The associate professors of finance document the recent rise in the side-by-side management of mutual funds and actively managed exchange traded funds.
Adam Aiken and Kate Upton, both associate professors of finance in the Martha and Spencer Love School of Business, co-authored “Side-by-side management of mutual funds and actively managed exchange traded funds,” which is published in The Financial Review.
The professors, along with co-author Eli Sherrill, associate professor of finance at Illinois State University, focus on how the mutual fund family makes the decision to open a side-by-side (SBS) management of mutual funds and actively managed exchange traded funds (AMETFs), as well as how the SBS relationship shapes the incentives faced by mutual fund managers, the impact this has on fund returns, and the subsequent reaction of their investors.
“We document the recent rise in the side-by-side (SBS) management of mutual funds and actively managed ETFs (AMETFs),” the authors wrote in the paper’s abstract. “Although these funds are run in a SBS manner, only 21% share an investment objective code. This relationship is started by families with more ETF experience and is not used to reward “star” managers. On average, mutual funds with SBS AMETFs perform similarly to comparable funds after SBS formation; however, their flows fall when pairs share the same investment objective. We find evidence of both a substitution effect and conflicts of interest between SBS funds, depending on the contracting and organizational structures.”
Aiken joined Elon in 2015 after receiving a doctorate in finance from Arizona State University. His research interests include financial institutions and performance measurement, with a particular focus on hedge funds. In 2020, he was named a “Top 50 Undergraduate Business Professor” by Poets&Quants.

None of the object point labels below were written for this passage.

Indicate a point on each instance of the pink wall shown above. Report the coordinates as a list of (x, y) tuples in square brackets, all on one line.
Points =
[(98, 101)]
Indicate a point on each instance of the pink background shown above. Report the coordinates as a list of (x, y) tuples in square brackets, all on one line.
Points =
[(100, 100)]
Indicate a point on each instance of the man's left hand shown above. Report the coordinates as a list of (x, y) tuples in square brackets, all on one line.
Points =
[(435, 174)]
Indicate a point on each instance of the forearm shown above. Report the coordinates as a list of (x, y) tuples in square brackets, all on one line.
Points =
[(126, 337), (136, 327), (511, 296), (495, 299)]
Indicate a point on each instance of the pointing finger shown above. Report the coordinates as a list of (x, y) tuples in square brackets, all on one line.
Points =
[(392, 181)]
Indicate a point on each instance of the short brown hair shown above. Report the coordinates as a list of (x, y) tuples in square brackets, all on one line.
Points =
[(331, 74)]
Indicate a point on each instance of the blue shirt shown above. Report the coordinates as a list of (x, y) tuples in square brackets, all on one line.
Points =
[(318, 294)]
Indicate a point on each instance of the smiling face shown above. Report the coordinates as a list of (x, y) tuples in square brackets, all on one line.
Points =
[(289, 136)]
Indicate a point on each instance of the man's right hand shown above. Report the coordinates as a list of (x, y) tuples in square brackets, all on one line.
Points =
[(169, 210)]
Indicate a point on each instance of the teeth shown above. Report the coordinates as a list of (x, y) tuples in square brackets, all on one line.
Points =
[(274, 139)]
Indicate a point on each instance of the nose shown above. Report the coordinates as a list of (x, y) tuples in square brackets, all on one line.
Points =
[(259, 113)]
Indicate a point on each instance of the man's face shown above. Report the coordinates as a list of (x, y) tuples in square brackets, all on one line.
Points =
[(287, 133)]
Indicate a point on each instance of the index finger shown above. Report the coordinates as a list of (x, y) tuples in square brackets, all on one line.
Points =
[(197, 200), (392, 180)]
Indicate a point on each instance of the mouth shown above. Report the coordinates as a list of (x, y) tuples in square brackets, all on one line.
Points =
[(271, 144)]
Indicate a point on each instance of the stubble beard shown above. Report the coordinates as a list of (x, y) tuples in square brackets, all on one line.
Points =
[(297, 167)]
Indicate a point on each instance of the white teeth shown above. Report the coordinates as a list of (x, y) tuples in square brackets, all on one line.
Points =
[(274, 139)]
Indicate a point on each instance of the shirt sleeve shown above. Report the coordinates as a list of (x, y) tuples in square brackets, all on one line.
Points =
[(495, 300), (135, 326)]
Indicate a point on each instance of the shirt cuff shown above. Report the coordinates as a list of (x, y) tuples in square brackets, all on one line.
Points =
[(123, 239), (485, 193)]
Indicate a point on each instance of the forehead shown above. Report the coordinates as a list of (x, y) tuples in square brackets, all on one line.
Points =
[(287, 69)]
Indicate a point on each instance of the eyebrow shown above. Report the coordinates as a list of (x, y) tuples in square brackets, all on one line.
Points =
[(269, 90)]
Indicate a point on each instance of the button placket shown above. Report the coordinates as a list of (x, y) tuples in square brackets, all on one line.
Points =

After earning her doctorate in finance from the University of Alabama in 2014, Upton joined Elon, where she also holds the position of director of the William Garrard Reed Finance Center. Her research interests include corporate finance-capital structure with a focus on debt heterogeneity, and investments, specifically hedge funds, mutual funds and corporate bonds. She is the 2021 recipient of Elon’s Steven and Patricia House Excellence in Mentoring Award.